The hound Orthus bayed and ran toward him; the
two-headed hound that was the brother of Cerberus sprang at Heracles with poisonous foam upon his jaws. Heracles swung his club and struck the two heads off the hound. And where the foam of the hound’s jaws dropped down a poisonous plant sprang up. Heracles took up the body of the hound, and swung it around and flung it far out into the Ocean.
Then the monster Geryoneus came upon him. Three bodies he had instead of one; he attacked Heracles by hurling great stones at him. Heracles was hurt by the stones. And then the monster beheld the cup of Helios, and he began to hurl stones at the golden thing, and it seemed that he might sink it in the sea, and leave Heracles without a way of getting from the island. Heracles took up his bow and he shot arrow after arrow at the monster, and he left him dead in the deep grass of the pastures.

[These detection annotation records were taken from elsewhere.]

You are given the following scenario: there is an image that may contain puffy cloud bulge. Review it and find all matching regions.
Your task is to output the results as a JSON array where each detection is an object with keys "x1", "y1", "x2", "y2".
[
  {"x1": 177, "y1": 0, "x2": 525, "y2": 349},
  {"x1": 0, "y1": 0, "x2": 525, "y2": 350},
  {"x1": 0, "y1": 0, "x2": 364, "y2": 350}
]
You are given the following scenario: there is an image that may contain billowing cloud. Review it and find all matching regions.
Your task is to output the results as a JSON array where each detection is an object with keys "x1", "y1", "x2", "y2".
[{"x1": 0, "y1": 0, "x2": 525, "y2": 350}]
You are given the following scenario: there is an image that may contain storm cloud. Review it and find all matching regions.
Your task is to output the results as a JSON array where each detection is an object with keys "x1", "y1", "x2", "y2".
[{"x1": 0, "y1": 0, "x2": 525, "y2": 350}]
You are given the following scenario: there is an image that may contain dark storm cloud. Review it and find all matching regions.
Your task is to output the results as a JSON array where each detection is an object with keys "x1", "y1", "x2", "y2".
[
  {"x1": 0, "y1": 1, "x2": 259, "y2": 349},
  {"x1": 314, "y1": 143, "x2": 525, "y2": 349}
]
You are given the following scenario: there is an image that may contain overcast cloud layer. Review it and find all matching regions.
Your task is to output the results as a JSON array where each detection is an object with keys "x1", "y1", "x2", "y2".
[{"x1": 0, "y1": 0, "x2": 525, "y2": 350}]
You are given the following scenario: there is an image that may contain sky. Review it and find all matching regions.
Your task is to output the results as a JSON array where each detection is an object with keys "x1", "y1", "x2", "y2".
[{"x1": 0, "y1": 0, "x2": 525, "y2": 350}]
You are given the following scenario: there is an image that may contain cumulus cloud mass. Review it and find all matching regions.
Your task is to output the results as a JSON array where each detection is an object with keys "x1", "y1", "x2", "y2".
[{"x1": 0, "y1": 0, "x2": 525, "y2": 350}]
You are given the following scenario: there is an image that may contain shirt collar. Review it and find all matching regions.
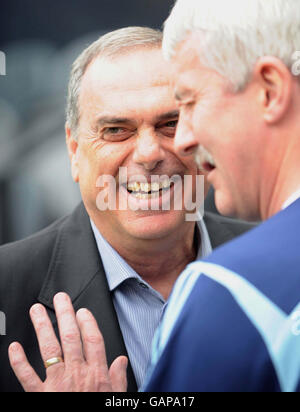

Then he rounded up the red cattle, the bulls and the cows, and he drove them down to the shore and into the golden cup of Helios where the bull of Minos stayed. Then back across the Stream of Ocean the cup floated, and the bull of Crete and the cattle of Geryoneus were brought past Sicily and through the straits called the Hellespont. To Thrace, that savage land, they came. Then Heracles took the cattle out, and the cup of Helios sank in the sea. Through the wild lands of Thrace he drove the herd of Geryoneus and the bull of Minos, and he came into Mycenæ once more.
But he did not stay to speak with Eurystheus. He started off to find the Garden of the Hesperides, the Daughters of the Evening Land. Long did he search, but he found no one who could tell him where the garden was. And at last he went to Chiron on the Mountain Pelion, and Chiron told Heracles what journey he would have to make to come to the Hesperides, the Daughters of the Evening Land.
Far did Heracles journey; weary he was when he came to where Atlas stood, bearing the sky upon his weary shoulders. As he came near he felt an undreamt-of perfume being wafted toward him. So weary was he with his journey and all his toils that he would fain sink down and dream away in that evening land. But he roused himself, and he journeyed on toward where the perfume came from. Over that place a star seemed always about to rise.
He came to where a silver lattice fenced a garden that was full of the quiet of evening. Golden bees hummed through the air, and there was the sound of quiet waters. How wild and laborious was the world he had come from, Heracles thought! He felt that it would be hard for him to return to that world.
He saw three maidens. They stood with wreaths upon their heads and blossoming branches in their hands. When the maidens saw him they came toward him crying out: “O man who has come into the Garden of the Hesperides, go not near
the tree that the sleepless dragon guards!” Then they went and stood by a tree as if to keep guard over it. All around were trees that bore flowers and fruit, but this tree had golden apples amongst its bright green leaves.